Saving Martin Luther
Nearly 30 years ago an extremely learned theologian and scholar wrote this:
‘[Martin] Luther, in the conflict between his search for salvation and the tradition of the Church, ultimately came to experience the Church, not as the guarantor, but as the adversary of salvation.’ Those are the words of Joseph Ratzinger! At the time he wrote them, he was the Prefect of the Doctrine of the Faith for the Church of Rome and, of course, he later became Pope Benedict XVI.
How Ratzinger would reconcile his statement with that of the Council of Trent, which declared: ‘If anyone says that the sinner is justified by faith alone’ – which Luther did – ‘let him be anathema’ is an interesting problem. But his statement about the Church in the late Middle Ages is totally accurate. The late medieval Church had lost its way when it came to answering the vital question which a Roman jailor in Philippi once asked: ‘What must I do to be saved?’
Medieval thinking about salvation
On the basis of such texts as ‘Draw near to God and he will draw near to you’ (James 4.8) and ‘Return to me … and I will return to you’ (Zechariah 1.3), a number of medieval theologians emphasised that a person who did his or her best on the basis of natural ability would be rewarded with grace by God. If that person then co-operated with this grace – which was given regularly through the sacraments of the Church – he or she would eventually win the reward of eternal life.
In this understanding of salvation, one could initiate one’s own salvation and it was thus based on one’s faith and good works. But, at the time of the Reformation, Martin Luther (1483–1546) dared to question this perspective, and ask afresh: ‘What saves us – faith alone or faith and works? Grace alone, or grace and works?’
Salvation through faith and works?
Luther spent nearly ten years as a monk – from 1505 to 1514 or 1515 – trying to find peace with God. He tried all of the recommended approaches of his day: he fasted and prayed; he stayed up all night and even whipped himself; he confessed his sins for hours on end to a confessor – but all to no avail. As he once said: ‘I was indeed a pious monk and kept the rules of my order so strictly that I can say: If ever a monk gained heaven through monkery, it should have been I. All my monastic brethren who knew me will testify to this.
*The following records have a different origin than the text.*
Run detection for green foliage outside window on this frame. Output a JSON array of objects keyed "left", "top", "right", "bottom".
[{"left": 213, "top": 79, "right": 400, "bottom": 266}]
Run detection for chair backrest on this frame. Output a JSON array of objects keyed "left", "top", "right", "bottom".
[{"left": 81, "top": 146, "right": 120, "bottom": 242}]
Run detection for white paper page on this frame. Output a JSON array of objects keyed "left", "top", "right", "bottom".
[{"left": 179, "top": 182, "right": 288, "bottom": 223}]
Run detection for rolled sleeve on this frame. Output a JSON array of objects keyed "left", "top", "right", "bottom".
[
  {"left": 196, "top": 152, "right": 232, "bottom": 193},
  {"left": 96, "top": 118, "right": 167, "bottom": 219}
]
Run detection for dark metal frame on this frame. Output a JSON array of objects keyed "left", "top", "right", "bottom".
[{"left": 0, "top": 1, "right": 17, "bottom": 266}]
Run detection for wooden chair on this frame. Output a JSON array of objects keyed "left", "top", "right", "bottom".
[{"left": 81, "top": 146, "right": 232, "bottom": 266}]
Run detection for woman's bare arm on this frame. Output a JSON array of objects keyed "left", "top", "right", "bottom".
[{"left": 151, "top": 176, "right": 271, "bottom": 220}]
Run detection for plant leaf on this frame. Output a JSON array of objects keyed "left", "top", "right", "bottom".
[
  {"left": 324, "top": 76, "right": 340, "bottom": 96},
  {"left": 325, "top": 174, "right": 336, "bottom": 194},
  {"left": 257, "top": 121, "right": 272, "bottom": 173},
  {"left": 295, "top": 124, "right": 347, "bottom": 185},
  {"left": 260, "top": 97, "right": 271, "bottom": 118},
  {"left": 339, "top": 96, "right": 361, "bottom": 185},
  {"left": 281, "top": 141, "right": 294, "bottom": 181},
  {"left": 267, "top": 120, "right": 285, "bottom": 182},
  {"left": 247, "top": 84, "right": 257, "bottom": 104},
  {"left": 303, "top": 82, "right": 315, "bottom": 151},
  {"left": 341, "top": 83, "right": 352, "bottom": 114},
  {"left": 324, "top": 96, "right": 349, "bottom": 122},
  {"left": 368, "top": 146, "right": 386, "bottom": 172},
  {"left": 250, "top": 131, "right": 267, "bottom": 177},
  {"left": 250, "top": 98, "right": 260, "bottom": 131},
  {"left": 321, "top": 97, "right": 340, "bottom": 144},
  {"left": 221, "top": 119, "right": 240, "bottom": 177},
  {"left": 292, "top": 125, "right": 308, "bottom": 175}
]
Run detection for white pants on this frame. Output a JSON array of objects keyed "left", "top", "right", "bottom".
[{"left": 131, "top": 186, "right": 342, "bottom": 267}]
I would have martyred myself to death with fasting, praying, reading and other good works, had I remained a monk much longer.’
Luther sought in vain to find peace with God through such works: he was still troubled by an overpowering fear of God’s judgment. Again, listen to his words: ‘When I was a monk, I made a great effort to live according to the requirements of the monastic rule… Nevertheless, my conscience could never achieve certainty, but was always in doubt and said: “You have not done this correctly. You were not contrite enough. You omitted this in your confession.” Therefore the longer I tried to heal my uncertain, weak, and troubled conscience with human traditions, the more uncertain, weak, and troubled I continually made it.’
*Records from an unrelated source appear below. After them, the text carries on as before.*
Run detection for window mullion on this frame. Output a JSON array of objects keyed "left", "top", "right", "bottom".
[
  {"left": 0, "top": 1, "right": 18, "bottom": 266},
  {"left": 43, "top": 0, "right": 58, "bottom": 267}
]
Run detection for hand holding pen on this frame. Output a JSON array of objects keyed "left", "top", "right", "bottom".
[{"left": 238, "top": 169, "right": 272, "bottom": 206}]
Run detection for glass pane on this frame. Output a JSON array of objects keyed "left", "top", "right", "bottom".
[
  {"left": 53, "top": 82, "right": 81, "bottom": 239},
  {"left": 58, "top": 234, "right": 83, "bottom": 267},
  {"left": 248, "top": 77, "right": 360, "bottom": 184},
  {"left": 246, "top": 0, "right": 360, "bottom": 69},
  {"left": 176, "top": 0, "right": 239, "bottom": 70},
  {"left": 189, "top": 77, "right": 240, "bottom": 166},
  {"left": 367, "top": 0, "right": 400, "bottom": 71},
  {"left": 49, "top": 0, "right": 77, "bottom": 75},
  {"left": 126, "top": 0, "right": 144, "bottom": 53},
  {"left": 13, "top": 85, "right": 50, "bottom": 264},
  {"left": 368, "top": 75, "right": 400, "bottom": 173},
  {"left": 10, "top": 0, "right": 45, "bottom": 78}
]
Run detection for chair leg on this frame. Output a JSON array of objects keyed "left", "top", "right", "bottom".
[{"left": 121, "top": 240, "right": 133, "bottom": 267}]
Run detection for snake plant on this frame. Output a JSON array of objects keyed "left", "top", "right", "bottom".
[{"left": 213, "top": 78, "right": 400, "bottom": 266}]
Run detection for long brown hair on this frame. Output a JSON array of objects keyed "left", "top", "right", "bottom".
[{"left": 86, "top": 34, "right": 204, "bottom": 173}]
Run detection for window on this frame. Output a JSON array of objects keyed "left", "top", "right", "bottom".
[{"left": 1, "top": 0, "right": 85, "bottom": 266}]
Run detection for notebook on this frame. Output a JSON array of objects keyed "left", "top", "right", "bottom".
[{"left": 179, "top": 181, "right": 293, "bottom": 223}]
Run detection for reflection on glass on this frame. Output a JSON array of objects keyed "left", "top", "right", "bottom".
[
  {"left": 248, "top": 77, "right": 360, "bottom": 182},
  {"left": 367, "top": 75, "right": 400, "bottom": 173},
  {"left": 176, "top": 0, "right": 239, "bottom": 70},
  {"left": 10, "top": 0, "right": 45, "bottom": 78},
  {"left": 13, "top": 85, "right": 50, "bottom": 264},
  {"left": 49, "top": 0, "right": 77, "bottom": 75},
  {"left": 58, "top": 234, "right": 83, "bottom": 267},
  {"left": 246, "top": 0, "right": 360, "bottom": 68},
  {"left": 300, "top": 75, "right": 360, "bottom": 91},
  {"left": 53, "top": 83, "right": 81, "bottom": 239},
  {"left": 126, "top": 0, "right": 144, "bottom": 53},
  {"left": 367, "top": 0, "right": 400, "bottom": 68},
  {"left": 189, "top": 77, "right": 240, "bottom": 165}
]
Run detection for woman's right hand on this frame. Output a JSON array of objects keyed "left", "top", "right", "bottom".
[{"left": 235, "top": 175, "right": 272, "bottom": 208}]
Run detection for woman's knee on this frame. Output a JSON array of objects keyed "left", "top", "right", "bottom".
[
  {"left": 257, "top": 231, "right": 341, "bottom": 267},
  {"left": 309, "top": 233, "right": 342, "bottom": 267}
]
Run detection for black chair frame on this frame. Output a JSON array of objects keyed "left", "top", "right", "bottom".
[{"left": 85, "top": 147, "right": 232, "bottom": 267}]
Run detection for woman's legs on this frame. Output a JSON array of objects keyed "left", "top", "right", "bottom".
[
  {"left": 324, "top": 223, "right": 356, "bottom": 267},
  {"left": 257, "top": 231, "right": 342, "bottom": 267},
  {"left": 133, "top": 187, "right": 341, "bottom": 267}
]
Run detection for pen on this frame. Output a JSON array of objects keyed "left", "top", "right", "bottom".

In plainer language, Luther later stated of himself: ‘If I could believe that God was not angry with me, I would stand on my head for joy.’
Christ, our righteousness
In God’s providence, in the winter of 1514 –1515, Luther was led to Romans 1.16-17, where he came to realise that the righteousness of God is mentioned in this text, not as an attribute of God, but as that righteousness, namely the righteousness of Christ, which God imputes to the person who puts his or her trust in Christ – a righteousness that saves sinners. It is on the basis of this imputed righteousness that God declares such a person to be righteous. In other words, the decisive discovery of Luther and the Reformation was that Christ is our righteousness, and simple faith in him saves from the eternity of hell.
No wonder Luther said, after discovering this biblical truth: ‘I felt that I was altogether born again and had entered paradise itself through open gates’.
Michael Haykin is Professor of Church History and Biblical Spirituality at Southern Baptist Theological Seminary, Louisville, Kentucky.